Being ‘spiritually tough,’ an expression my grandma used to say about me, combined with several near-death experiences, has led me to find my purpose in life: advocating for grieving children and teenagers."

What doesn't kill you can make you stronger if you decide so. 

I was fortunate. I am a survivor. The day my friend Hanna, a mother of five died, I became the sole survivor of six friends who lost their battles to cancer. My heart aches when I think of their children struggling to find a way out of their labyrinth of confusion and grief.


The lack of resources for families with grieving children was shocking. This became the start of a mission that I have devoted my life to fulfill.

I want to have grief on the curriculum in Elementary schools and donate grief tools to help students from underprivileged schools cope with hardship or loss.

In 2016 a few weeks before my first grandchild, Olivia was born, emergency surgery saved my life (again).

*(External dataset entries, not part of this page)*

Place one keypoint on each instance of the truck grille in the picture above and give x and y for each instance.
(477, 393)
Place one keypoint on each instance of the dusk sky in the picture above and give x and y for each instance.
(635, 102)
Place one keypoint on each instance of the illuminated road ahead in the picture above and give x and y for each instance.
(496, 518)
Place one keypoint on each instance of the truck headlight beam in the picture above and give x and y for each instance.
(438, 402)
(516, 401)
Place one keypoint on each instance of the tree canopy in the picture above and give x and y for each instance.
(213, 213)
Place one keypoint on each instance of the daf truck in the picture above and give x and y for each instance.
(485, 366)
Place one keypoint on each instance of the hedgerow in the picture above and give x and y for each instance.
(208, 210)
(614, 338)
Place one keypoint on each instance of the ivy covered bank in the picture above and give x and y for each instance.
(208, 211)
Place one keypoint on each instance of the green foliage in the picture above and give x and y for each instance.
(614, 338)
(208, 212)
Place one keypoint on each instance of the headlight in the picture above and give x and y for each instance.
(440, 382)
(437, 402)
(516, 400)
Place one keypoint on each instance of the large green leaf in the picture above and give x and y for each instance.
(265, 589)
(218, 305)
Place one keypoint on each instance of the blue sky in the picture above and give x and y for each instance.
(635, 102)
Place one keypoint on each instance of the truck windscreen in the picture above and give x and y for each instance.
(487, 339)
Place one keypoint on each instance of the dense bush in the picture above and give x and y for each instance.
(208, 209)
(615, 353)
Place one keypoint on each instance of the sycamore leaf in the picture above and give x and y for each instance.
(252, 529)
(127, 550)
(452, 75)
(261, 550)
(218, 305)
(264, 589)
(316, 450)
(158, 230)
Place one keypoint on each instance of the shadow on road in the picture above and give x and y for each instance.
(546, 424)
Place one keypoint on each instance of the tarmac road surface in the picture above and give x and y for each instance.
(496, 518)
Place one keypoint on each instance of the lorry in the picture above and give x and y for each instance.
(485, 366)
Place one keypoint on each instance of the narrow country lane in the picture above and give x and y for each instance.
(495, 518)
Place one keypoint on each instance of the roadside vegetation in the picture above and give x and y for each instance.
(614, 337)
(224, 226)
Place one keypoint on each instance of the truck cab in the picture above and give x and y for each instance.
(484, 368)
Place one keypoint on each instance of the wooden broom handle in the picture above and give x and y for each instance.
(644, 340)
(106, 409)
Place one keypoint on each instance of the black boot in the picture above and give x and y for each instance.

Minutes before the surgery, I had prayed to die. Despite a body in complete agony, my mind and soul were at peace. I was so ready to check out and content with the life I had lived. My body was shutting down as they rushed me to surgery. I was no longer awake when I heard a voice loud and clear saying. 

"it is not your timing; you have to empower the children, and you will come back to life after surgery."

Thankfully I didn't know how long it was going to take to heal after surgery. but it taught me about patience. And it enhanced my coping skills further. 



I'm still here and living in gratitude. 


I will continue to enjoy the ride & throw curveball right back at life when they happen.